When you turn on Azure Data Warehouse for a workload, it will instantiate 60 SQL Server databases underneath, which means it’s looking at how to parallelize your workload across 60 databases. This is the standard Platform as a Service (PaaS) implementation. Unlike an appliance or APS, you don’t have control over the number of servers that you run. It is designed to handle this without you having to do anything to manage that workload.

So, when starting to use Azure Data Warehouse, there are 3 aspects that you should understand as to how it will affect how you plan and decide if the workload makes sense in Azure DW.

1. Tables Use Clustered Columnstore Indexes by Default

The first thing to realize is that all the tables going into Azure DW are, by default, cluster columnstore indexes. These indexes are great for compression and performance, but typically need a million rows in them before they become compressed. So, for example, if you think about a distributed workload across 60 databases, you need 60 million rows before you can see an effective compression solution or take advantage of the compression utilities in a cluster columnstore.

2. Tables Are Distributed, Use Partitions Sparingly

Be aware when you’re partitioning a table, that the table is already distributed. Hence, if you have a scenario where a table already has 100 partitions, that creates 6000 partitions across the Azure instance. To break this down further, you’re going to need about 6 billion rows before you can take advantage of the columnstore indexes, including compression.
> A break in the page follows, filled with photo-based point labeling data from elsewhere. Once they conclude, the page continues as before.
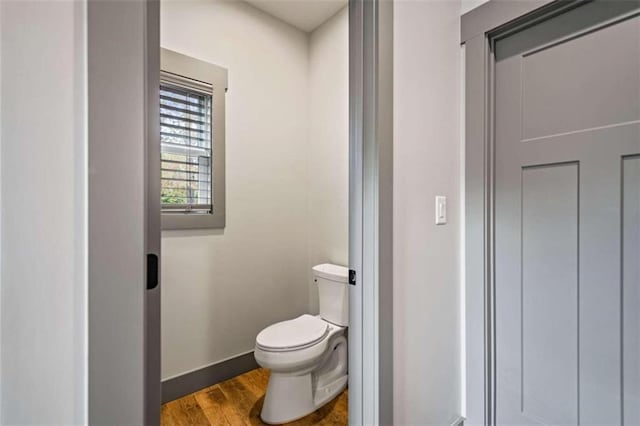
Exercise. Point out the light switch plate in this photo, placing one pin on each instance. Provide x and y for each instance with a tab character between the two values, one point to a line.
441	210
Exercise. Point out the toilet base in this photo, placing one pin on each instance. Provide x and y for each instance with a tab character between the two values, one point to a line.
291	397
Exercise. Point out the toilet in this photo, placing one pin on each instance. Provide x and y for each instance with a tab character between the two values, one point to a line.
307	355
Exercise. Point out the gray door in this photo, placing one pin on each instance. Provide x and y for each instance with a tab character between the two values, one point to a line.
567	207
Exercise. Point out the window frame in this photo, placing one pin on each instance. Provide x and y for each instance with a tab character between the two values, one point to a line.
177	69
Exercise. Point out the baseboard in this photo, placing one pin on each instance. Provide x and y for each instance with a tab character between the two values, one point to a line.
459	422
194	381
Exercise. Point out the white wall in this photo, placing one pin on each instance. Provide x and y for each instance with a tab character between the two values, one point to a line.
220	288
328	152
427	371
43	174
468	5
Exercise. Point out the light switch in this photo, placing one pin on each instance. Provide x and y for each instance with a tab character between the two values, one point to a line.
441	210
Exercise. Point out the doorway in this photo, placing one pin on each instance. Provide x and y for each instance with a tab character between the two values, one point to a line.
371	289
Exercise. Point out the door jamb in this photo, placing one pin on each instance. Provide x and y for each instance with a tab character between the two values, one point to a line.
371	211
480	28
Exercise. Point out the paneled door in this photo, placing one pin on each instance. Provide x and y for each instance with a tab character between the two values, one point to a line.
567	219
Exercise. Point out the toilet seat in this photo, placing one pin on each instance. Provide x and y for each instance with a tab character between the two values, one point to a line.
292	335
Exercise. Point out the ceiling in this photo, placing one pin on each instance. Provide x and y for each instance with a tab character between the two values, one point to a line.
305	15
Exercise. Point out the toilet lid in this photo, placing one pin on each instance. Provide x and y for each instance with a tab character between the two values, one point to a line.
298	333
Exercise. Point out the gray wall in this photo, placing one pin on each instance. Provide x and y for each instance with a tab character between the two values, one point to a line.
427	309
117	120
43	175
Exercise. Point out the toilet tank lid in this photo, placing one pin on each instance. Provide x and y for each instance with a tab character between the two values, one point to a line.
332	272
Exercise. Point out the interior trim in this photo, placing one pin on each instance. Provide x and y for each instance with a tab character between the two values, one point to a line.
177	387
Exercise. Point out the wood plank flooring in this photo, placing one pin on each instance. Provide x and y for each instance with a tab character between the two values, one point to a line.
238	402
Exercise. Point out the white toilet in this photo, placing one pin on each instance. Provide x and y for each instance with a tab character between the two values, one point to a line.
307	355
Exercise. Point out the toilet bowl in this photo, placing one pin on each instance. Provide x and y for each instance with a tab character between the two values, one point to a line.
307	355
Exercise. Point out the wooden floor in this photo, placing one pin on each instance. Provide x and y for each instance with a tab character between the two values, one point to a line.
238	402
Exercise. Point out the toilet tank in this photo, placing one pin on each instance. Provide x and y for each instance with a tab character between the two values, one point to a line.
333	292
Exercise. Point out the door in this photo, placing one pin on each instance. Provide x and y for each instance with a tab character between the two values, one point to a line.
567	206
152	379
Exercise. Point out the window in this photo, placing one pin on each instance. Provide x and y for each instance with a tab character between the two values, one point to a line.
192	96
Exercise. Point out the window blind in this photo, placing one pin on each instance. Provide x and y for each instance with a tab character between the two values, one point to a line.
185	140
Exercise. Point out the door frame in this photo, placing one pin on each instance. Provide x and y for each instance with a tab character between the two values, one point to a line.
480	28
371	212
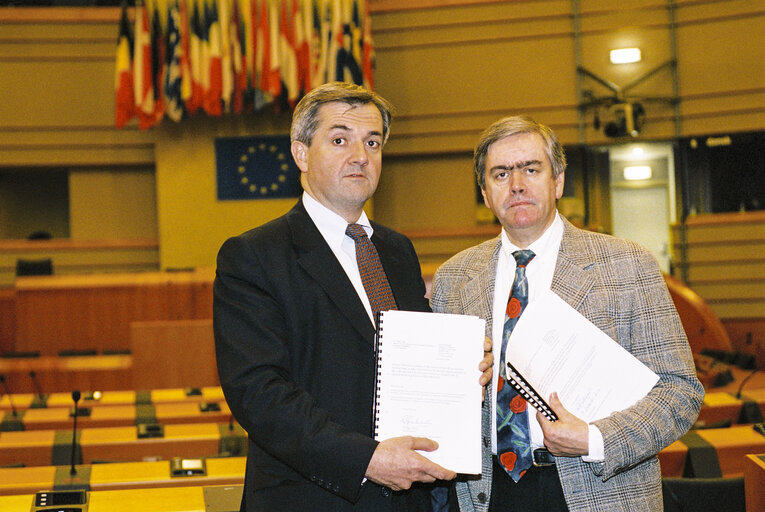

Therefore, if you’re not running a large system, partitioning may not give you the same benefit as on a SQL Server or Azure SQL database.

3. Parallelized Data Loads

Lastly, realize how the data is loaded into the data warehouse. The Azure Data Warehouse, with its 60 databases, makes it a great platform for loading data because you can parallelize the data load across those 60 databases. One tool that helps you is CTAS, CREATE TABLE AS,  SQL statements that were designed for use within Azure DW and can distribute workloads across partitions and load in parallel, resulting in a very fast load.

Used in conjunction with PolyBase, you can pull data from storage, like Azure Blob Storage or Azure Data Lake, and pull that data through and use CTAS to write that data out. A final thought on this scenario is if you use Azure Data Factory and its capabilities to further use that parallelism. With this, you can load a staging table or make sure it sends 60 files at a time so every server is being used.